For me a visit to Agra is incomplete without also paying homage to Fatehpur Sikri, the city founded in 1569 by the Mughal Emperor Akbar, which also served as the capital of the great empire from 1571-1585. Akbar choose the site to honour the Sufi Saint Salim Chishti (his shrine overlooks the capital city complex) and took great care in the vision and architecture of the capital, sadly once finished the complex was difficult to sustain due to the shortage of water into the city. One of the most architecturally rich pieces in the Diwan-i-Khas, hall of private audience, is the octagonal pillar, encompassing the secular, open and embracing vision that Akbar had for the new capital. The pillar brings together different architectural designs (see picture) highlighting his own interest in inter-faith dialogue. And it is here that Akbar apparently held his many theological discussions.

What was apparent in visiting the Taj Mahal and Fatehpur Sikri in the same day was the way both sites are treated, the Taj Mahal is by far the superior site. It attracts hundreds of visitors and foreigners (and Indians if they fail to bring ID with them) pay a generous entry fee and it is a site which is promoted by the UP government extensively.

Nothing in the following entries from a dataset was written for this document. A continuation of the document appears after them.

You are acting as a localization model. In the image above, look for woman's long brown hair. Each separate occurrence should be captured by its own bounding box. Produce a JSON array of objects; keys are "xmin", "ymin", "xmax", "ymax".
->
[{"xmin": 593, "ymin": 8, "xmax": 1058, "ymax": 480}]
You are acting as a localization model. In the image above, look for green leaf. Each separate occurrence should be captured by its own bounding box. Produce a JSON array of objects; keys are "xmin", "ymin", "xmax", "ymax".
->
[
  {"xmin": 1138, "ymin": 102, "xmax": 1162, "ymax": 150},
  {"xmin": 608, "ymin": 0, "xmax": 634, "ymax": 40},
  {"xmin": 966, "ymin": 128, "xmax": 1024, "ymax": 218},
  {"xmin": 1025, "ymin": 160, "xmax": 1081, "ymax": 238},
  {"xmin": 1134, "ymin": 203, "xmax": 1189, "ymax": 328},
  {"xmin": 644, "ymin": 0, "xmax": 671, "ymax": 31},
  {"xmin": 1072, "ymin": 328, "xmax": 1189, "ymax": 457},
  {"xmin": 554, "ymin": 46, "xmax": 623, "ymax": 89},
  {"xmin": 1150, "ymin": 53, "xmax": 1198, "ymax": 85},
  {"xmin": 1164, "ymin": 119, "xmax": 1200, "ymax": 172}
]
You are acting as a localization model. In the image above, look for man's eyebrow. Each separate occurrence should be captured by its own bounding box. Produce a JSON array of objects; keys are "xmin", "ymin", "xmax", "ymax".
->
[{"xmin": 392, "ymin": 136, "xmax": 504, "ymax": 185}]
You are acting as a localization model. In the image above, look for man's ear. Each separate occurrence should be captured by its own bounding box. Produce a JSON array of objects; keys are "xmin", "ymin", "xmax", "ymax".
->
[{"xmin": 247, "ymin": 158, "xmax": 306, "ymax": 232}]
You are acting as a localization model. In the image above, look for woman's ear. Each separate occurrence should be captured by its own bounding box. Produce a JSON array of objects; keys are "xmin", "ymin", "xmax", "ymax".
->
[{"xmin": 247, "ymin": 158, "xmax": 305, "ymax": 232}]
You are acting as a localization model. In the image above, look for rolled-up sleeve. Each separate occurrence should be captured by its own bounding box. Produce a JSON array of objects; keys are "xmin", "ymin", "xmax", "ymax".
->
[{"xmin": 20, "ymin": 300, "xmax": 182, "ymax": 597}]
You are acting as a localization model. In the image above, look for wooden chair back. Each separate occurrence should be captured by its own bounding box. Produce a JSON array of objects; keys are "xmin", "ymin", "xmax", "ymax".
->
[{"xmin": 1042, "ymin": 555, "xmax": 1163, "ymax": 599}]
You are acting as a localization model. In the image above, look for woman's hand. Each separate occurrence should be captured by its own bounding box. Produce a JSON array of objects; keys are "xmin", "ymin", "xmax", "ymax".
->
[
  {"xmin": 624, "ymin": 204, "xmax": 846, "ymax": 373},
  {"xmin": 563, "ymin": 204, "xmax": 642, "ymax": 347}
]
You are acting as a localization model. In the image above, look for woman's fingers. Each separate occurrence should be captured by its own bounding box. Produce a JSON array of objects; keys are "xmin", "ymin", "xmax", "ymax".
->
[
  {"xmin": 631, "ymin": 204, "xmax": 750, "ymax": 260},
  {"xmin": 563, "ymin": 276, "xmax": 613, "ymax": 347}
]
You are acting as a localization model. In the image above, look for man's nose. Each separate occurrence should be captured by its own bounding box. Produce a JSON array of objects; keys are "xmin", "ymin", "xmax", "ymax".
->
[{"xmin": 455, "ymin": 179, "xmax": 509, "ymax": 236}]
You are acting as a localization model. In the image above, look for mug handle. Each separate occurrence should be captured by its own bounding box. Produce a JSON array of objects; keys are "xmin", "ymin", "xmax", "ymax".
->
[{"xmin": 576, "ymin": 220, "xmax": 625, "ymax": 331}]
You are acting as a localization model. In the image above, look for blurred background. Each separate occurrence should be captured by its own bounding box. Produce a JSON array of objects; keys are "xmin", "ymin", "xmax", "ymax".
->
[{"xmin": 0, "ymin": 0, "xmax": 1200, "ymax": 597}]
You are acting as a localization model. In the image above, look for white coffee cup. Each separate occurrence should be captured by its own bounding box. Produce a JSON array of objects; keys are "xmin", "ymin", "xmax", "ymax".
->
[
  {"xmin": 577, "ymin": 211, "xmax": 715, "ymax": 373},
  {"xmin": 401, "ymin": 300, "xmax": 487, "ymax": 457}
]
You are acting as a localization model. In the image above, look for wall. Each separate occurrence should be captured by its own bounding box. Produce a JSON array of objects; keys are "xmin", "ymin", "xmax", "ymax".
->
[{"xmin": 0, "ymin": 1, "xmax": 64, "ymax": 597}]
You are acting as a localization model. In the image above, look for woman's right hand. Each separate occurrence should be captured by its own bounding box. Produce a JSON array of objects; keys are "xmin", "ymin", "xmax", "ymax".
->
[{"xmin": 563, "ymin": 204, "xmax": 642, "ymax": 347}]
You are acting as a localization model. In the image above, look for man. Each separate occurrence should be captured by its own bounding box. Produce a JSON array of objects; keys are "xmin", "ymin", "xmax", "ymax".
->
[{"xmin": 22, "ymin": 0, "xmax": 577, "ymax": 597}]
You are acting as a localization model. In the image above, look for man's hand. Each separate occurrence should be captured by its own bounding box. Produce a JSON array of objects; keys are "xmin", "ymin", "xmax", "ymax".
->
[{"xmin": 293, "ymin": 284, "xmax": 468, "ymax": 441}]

Where would ‘Incredible India’ be without the presence of the Mughal built Taj Mahal. Yet for me the deserted city of Akbar is equally, if not more, significant. It is more spread out and beams with the beautifully craved red stone architecture with geometric patterns, and the extraordinary Tomb of Sheikh Salim Chisti who was a descendant of Khwaja Moinuddin Chishti of Ajmer. The Sufi Saint foretold the birth of Akbar’s son, who is named after him, Prince Salim (later Emperor Jahangir).

What connects the Multani Mitti and Agra is the myopic and selective amnesia that ‘Incredible India’ has towards its Mughal/Muslim heritage. Fatehpur Sikri is visibly less attractive as a tourist destination and visibly more ‘Muslim’ as a lived city and the Taj Mahal in its glorious white marble beauty is entirely a commercial complex and less of a tomb to Emperor Shah Jahan’s favorite wife, Mumtaz Mahal. While the irony of using Multani Mitti on the Taj Mahal to sustain Indian tourism is not lost on many, there is at the same time a marginalisation of other sites. This is of course intrinsically linked to the wider politics of identity and more importantly in terms of how the Indian state is re-affirming and re-positioning its own identity which is increasingly ‘Hindutva’ in essence and less embracing, thus moving away from Akbar’s pillar of inter-faith and tolerance. With this the hopes that President Musharraf and the Indian Prime Minister Vajpayee once bought to the tables have all but disappeared; seventy years on and we are still unable to live amicably with each other but at least we are alright with using Multani Mitti to cleanse away the superficial dirt that accumulates around us.